I am in the same boat. I like blues and have a hard enough time keeping up with new bands and releases and digging out old matsers let alone trends in new music. I am so turned off by rap, hip hop and the so called new R&B that I guess by default I am not as agressive as I once was in finding out other new trends in music.
Also take into account that I have only progressed as far as CD's and don't own an ipod/MP3 player or a facebook/myspace page and all of the free music you can search out and download there. I am getting close to technology overload together with all the other stuff I need for day to day existence.
I teach SAP for my organization and am deeply into it on a day to day basis and really the last thing I want to do when I get home is cruise the Internet or even get close to a computer. I guess this is the main reason for not being able to keep up in certain musical areas.


----------



## hollowbody (Jan 15, 2008)

Meh...I've heard of, or know the work of most of those bands, and as far as I'm concerned, that's a pretty crummy list of "Bands who Rocked." Especially having F'd Up coming in 1st - that just reeks of bandwagon jumping, considering they are a Toronto band who just got a lengthy write-up in Spin Magazine. I've never like the hardcore scene and can't dig the music, so this particular band being an extension of that really baffles me. I guess I'm old. Except I'm not. I'm 28.

Of that entire list, I honestly got the most excited when they mentioned Luke Doucet in the headline, but then he was nowhere to be found in the rest of the article. For those of you who don't know him, he used to be the guitarist for Sarah McLachlan's backing band, as well as guitarist/vocalist for his band Veal, which were a 3-piece rock band that kicked a bunch of ass (check out 2003's Embattled Hearts). Lately he's been playing out as Luke Doucet and the White Falcons (yes, Luke plays a White Falcon). His Solo stuff is super-duper solid in the alt-country vein.

Other than Luke, I dig the Eagles of Death Metal, but only in a semi-serious way, because they are a tongue-in-cheek band to begin with. The rest of that list is dung.


----------



## bobb (Jan 4, 2007)

I knew that I had happily lost touch with current music recently after suffering through several tunes on the supermarket muzak. Whiny, wandering drivel with no hooks or any reason to want to remember the tunes. One song came on that sounded like Tracey Chapman making a desperate attempt at a comeback and digging the absolute bottom of the barrel to do it. Turned out to be James Blunt singing(?) "You're Beautiful". Then "Jack and Diane" starts up...guess what gang, it ain't John Cougar. It's a poorly used sample used as BG for a Jessica Simpson tune. The only upside that I heard was a "new country" style tune that kicked a$$ and was enjoyable to listen to and that turned out to be Bon Jovi. No wonder so many young kids are listening to old people's music like AC/DC and Metallica.


----------



## allthumbs56 (Jul 24, 2006)

Heck .... I am so far behind on my "trying to get" list that I'm still working on Mary Margaret O'Hara .....


----------



## Starbuck (Jun 15, 2007)

allthumbs56 said:


> Heck .... I am so far behind on my "trying to get" list that I'm still working on Mary Margaret O'Hara .....

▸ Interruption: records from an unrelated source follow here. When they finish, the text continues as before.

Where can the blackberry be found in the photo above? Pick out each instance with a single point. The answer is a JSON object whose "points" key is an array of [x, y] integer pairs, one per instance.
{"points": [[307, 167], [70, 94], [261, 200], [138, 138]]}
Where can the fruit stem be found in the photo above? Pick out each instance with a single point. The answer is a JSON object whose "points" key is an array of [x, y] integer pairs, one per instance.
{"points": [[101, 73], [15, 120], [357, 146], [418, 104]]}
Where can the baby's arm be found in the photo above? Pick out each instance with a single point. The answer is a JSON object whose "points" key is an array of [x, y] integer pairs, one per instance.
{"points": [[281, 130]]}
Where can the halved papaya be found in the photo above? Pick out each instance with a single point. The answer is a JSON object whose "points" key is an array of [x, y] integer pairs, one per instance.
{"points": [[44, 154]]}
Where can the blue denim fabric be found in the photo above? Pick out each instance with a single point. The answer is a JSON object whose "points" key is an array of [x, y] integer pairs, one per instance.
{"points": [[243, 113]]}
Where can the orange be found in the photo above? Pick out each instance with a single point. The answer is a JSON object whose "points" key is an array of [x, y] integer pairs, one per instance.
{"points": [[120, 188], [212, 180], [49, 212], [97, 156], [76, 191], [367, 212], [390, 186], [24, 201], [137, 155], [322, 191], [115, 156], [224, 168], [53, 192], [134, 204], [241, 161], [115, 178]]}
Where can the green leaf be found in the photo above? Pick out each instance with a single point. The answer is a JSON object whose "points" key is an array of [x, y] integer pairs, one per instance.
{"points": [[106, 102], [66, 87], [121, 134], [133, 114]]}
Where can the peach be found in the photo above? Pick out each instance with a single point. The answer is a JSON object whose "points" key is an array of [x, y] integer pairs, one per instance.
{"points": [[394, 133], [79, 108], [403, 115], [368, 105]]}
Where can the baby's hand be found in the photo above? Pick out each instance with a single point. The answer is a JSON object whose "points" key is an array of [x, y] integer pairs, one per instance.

LOL!! I don't "get" that either!!! Or that other one... Mimi on the beach.. Crap who _was_ that!????


----------



## allthumbs56 (Jul 24, 2006)

Starbuck said:


> LOL!! I don't "get" that either!!! Or that other one... Mimi on the beach.. Crap who _was_ that!????


Jane Sibbery ...... I almost got her once but my doctor gave me something :smile:


----------



## J S Moore (Feb 18, 2006)

Mary Margaret O'Hara? Wasn't she one of the characters on Saturday Night Live? Or was it SCTV?

I'm going backwards in time with my tastes. There's a lot of great stuff from the 60's to listen to. Still into Zeppelin and Floyd though.

I remember I was shaking my head at the music in the gym one time in the late 80's, I think it was Milli Vanilli or some such crap. One of the guys asked me what I listened to and I said "Zeppelin, Floyd, Sabbath". His reply was "I listened to that in high school. You gotta move on". And I thought "Move on to what? Music that doesn't speak to me? And why?". 

Oh, yeah. I recognize 4 off that list. Not to listen to though.


----------



## Robert1950 (Jan 21, 2006)

J S Moore said:


> Mary Margaret O'Hara? Wasn't she one of the characters on Saturday Night Live? Or was it *SCTV*?


That was Katherine O'Hara. Mary Margaret is her sister - she's a musician.


----------



## allthumbs56 (Jul 24, 2006)

Robert1950 said:


> Mary Margaret is her sister - she's a musician.


Yes ..... and I am a unicorn


----------



## zontar (Oct 25, 2007)

Robert1950 said:


> That was Katherine O'Hara. Mary Margaret is her sister - she's a musician.


Which makes at least 2 SCTV regulars with musician siblings--Dave & Ian Thomas being the other pair. They even toured together not too long ago.

My first concert was the Stampeders with the Ian Thomas Band opening.


----------